La Wallonie dit ‘non’ à l’accord UE-Mercosur, qu’en est-il ailleurs?

La Wallonie refuse de laisser l’État belge ratifier, en l’état, l’accord de libre-échange entre l’UE et les quatre pays sud-américains du Mercosur. Faut-il y voir une exception wallonne ou bien d’autres régions s’opposent-elles également à ce traité?

Le ministre-président wallon, Elio Di Rupo, a fait savoir lundi que le gouvernement wallon s’opposait ‘totalement’ à l’accord de libre-échange entre l’Union européenne et les pays latino-américains du Mercosur (Argentine, Brésil, Paraguay, Uruguay). ‘Nous ne donnerons pas les pleins pouvoirs au gouvernement fédéral pour négocier’, a-t-il prévenu sur la RTBF. Sans donner de plus de détails, la majorité wallonne entend se lancer dans ‘un combat pour faire changer les textes’.

Trois points posent particulièrement problème au gouvernement wallon: le non-respect par le Brésil de l’accord de Paris sur le climat, l’importation de viande bovine (pour des raisons sanitaires et de concurrence notamment), de sucre et d’éthanol dans l’UE, ainsi que  la question du respect des droits syndicaux et des droits de l’homme dans les pays du Mercosur.

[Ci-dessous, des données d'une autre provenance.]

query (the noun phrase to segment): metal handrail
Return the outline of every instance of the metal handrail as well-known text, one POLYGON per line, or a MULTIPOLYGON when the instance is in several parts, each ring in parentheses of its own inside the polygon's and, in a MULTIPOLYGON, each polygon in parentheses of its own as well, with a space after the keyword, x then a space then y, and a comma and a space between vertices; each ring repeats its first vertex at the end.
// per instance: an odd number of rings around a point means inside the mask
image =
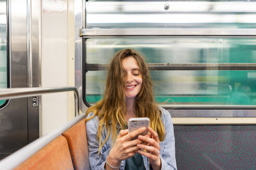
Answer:
POLYGON ((30 88, 0 89, 0 100, 21 97, 32 97, 42 94, 68 92, 74 92, 75 102, 75 115, 79 115, 78 103, 78 90, 75 87, 58 88, 30 88))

Il n’y a pas que la Wallonie…

Avec cette sortie, la Wallonie met encore un peu plus la pression sur un traité déjà mal en point… Car ailleurs dans le monde, l’accord ne fait pas l’unanimité.

En France, le président Emmanuel Macron a fait savoir en août 2019 que lui aussi ‘en l’état, il ne signera pas le Mercosur’. En cause, l’attitude du Brésil, et de son président Jair Bolsonaro, envers l’Accord de Paris.

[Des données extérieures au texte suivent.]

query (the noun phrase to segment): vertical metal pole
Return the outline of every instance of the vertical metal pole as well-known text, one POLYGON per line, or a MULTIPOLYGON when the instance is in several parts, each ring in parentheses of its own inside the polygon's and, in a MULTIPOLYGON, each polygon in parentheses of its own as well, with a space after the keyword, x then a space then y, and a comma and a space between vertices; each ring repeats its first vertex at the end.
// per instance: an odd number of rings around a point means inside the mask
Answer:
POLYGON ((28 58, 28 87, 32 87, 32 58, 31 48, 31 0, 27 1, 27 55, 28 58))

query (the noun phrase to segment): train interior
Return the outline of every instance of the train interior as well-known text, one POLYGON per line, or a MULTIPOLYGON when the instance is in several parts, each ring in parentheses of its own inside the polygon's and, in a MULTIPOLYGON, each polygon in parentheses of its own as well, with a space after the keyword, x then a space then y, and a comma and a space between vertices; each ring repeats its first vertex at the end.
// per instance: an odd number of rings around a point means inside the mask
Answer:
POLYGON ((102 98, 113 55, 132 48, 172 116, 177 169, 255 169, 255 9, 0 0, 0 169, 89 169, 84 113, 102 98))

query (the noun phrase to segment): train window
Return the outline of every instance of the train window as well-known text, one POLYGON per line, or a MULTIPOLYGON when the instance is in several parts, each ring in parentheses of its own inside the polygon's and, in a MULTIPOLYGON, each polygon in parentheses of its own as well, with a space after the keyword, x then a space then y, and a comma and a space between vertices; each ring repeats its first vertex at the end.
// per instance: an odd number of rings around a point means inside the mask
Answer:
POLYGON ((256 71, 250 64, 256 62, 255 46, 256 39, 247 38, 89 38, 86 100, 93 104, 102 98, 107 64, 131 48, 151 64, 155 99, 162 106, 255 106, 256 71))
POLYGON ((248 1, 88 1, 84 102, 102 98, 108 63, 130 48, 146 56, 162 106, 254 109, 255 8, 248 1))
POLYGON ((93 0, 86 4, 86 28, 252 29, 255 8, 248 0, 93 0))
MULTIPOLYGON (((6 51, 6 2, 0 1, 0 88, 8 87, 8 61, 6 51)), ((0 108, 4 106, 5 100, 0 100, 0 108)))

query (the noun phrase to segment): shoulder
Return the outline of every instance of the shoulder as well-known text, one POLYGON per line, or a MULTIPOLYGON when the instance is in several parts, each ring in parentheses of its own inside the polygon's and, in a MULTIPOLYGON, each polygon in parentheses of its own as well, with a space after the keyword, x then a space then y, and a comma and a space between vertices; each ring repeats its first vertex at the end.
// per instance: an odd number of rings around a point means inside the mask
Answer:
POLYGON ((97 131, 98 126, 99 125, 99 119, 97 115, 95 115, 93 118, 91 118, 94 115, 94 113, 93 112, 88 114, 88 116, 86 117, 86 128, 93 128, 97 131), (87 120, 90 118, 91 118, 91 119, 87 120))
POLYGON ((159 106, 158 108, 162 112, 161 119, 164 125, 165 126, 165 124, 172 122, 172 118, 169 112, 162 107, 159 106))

L’Irlande est sur la même ligne que la France. Le pays s’opposera à l’accord ‘si le Brésil ne respecte pas ses engagements environnementaux’, a déclaré le Premier ministre irlandais, Leo Varadkar, dont les propos sont relayés par Le Parisien.

Plusieurs autres États membres avaient également choisi de réserver leur réponse suite à l’attitude des autorités brésiliennes face aux feux de forêts qui avaient dévastés la forêt amazonienne dans le courant de l’année dernière.

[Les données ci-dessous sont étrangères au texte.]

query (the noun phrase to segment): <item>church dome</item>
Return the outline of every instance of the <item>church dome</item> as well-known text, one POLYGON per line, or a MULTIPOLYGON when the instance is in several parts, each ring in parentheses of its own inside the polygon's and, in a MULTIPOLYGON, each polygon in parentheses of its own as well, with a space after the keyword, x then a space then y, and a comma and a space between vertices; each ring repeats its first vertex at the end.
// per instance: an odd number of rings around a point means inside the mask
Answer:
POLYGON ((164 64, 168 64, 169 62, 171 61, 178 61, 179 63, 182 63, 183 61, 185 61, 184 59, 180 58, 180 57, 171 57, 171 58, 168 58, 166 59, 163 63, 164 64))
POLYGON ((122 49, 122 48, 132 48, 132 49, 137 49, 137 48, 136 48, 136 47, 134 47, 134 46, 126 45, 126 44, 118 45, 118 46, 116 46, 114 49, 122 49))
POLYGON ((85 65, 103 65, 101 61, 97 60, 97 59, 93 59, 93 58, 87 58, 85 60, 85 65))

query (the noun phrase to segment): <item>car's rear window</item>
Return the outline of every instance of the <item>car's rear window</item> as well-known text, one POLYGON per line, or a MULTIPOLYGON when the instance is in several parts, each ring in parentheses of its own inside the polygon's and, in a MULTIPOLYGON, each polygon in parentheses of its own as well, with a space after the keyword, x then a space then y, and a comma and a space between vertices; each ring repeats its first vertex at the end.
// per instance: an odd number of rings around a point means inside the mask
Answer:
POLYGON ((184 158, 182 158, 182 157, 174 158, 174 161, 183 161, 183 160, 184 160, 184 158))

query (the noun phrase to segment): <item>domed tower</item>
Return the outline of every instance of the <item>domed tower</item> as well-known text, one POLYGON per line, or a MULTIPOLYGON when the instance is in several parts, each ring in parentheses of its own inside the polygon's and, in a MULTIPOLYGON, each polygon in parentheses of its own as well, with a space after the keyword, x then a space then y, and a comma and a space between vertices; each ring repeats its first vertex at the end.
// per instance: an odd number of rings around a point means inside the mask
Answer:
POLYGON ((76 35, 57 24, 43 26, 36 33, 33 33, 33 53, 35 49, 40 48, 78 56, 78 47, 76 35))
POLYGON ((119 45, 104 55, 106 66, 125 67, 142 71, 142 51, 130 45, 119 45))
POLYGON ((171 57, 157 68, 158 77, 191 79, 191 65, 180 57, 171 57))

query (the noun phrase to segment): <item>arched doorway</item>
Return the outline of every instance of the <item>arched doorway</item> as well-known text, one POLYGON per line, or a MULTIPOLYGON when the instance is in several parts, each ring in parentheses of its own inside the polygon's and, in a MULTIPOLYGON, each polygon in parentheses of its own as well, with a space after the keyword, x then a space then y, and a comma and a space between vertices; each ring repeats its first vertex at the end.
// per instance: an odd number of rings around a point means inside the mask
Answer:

En Autriche, la coalition au pouvoir a inscrit dans son programme de gouvernement le rejet de l’accord ‘dans sa forme actuelle’.

Encore président du Conseil européen, Donald Tusk avait par ailleurs déclaré qu’une ratification était difficilement envisageable ‘tant que le gouvernement brésilien permettra la destruction du poumon vert de la Terre’.

Et maintenant?

La Commission européenne et le Mercosur ont trouvé un accord en juin 2019. Mais comme l’a montré le CETA en 2016, une modification de celui-ci est théoriquement encore possible. L’arrivée d’une nouvelle présidente à la tête de la Commission, en la personne d’Ursula von der Leyen, pourrait être l’occasion d’actualiser le texte.

En principe, un tel accord commercial est soumis à la compétence exclusive de l’UE (majorité au Conseil et majorité au Parlement européen). Mais puisqu’il comporte un volet politique, cela en fait un accord ‘d’association’. Et généralement, ce type de traité est soumis à ratification par les Parlements nationaux des États membres. Même si cela n’a pas encore été tranché.

Si cette possibilité devait bel et bien se concrétiser, et qu’aucun accord n’est trouvé pour l’amender, l’accord de libre-échange entre l’UE et les pays du Mercosur semble donc fortement compromis.